Literature DB >> 25103303

Basic or enhanced clinician training to improve adherence to malaria treatment guidelines: a cluster-randomised trial in two areas of Cameroon.

Wilfred F Mbacham1, Lindsay Mangham-Jefferies2, Bonnie Cundill3, Olivia A Achonduh1, Clare I R Chandler2, Joel N Ambebila1, Armand Nkwescheu4, Dorothy Forsah-Achu5, Victor Ndiforchu6, Odile Tchekountouo7, Mbuh Akindeh-Nji1, Pierre Ongolo-Zogo8, Virginia Wiseman9.   

Abstract

BACKGROUND: The scale-up of malaria rapid diagnostic tests (RDTs) is intended to improve case management of fever and targeting of artemisinin-based combination therapy. Habitual presumptive treatment has hampered these intentions, suggesting a need for strategies to support behaviour change. We aimed to assess the introduction of RDTs when packaged with basic or enhanced clinician training interventions in Cameroon.
METHODS: We did a three-arm, stratified, cluster-randomised trial at 46 public and mission health facilities at two study sites in Cameroon to compare three approaches to malaria diagnosis.
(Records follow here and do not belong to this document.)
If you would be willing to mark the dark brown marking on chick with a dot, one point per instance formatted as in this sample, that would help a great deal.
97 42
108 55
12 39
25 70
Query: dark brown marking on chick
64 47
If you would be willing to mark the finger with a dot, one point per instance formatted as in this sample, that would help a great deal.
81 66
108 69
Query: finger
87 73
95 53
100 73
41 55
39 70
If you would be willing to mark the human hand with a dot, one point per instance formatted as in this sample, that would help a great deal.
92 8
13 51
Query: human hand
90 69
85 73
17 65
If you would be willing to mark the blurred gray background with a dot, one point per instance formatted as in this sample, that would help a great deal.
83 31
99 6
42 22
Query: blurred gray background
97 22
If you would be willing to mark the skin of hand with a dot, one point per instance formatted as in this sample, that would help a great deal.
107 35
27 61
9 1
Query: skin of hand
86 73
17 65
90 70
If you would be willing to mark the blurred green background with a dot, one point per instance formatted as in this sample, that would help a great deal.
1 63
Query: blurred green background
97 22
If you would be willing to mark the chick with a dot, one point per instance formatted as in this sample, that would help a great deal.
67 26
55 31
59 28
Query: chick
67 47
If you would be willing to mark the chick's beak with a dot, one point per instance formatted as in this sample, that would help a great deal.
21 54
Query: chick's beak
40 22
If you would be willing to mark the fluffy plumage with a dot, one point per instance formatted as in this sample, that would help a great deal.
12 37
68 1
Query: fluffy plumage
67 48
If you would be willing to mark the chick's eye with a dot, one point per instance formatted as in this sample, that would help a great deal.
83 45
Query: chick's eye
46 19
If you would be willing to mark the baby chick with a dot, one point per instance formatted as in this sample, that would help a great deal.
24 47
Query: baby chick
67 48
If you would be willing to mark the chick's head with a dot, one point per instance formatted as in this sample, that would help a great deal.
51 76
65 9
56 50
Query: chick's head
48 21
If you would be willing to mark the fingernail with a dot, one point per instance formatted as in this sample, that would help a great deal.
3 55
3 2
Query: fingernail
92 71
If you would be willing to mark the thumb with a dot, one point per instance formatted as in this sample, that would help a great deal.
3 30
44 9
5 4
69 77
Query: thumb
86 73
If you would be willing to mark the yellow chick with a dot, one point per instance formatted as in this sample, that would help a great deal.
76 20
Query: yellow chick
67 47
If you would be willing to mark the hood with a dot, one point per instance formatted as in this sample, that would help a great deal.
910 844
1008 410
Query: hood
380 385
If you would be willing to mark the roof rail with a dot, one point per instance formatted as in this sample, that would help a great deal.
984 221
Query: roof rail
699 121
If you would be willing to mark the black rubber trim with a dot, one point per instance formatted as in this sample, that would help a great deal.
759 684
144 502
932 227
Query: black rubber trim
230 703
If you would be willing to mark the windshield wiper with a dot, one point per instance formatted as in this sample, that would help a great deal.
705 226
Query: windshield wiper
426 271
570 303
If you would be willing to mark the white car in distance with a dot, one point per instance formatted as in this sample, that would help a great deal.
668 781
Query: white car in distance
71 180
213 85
Facilities were randomly assigned by a computer program in a 9:19:19 ratio to current practice with microscopy (widely available, used as a control group); RDTs with a basic (1 day) clinician training intervention; or RDTs with an enhanced (3 days) clinician training intervention. Patients (or their carers) and fieldworkers who administered surveys to obtain outcome data were masked to study group assignment. The primary outcome was the proportion of patients treated in accordance with WHO malaria treatment guidelines, which is a composite indicator of whether patients were tested for malaria and given appropriate treatment consistent with the test result. All analyses were by intention to treat. This study is registered at ClinicalTrials.gov, number NCT01350752.
FINDINGS: The study took place between June 7 and Dec 14, 2011. The analysis included 681 patients from nine facilities in the control group, 1632 patients from 18 facilities in the basic-training group, and 1669 from 19 facilities in the enhanced-training group. The proportion of patients treated in accordance with malaria guidelines did not improve with either intervention; the adjusted risk ratio (RR) for basic training compared with control was 1·04 (95% CI 0·53-2·07; p=0·90), and for enhanced training compared with control was 1·17 (0·61-2·25; p=0·62). Inappropriate use of antimalarial drugs after a negative test was reduced from 84% (201/239) in the control group to 52% (413/796) in the basic-training group (unadjusted RR 0·63, 0·28-1·43; p=0·25) and to 31% (232/759) in the enhanced-training group (0·29, 0·11-0·77; p=0·02).
INTERPRETATION: Enhanced clinician training, designed to translate knowledge into prescribing practice and improve quality of care, has the potential to halve overtreatment in public and mission health facilities in Cameroon. Basic training is unlikely to be sufficient to support the behaviour change required for the introduction of RDTs.
Copyright © 2014 Mbacham et al. Open Access article distributed under the terms of CC BY-NC-SA. Published by .. All rights reserved.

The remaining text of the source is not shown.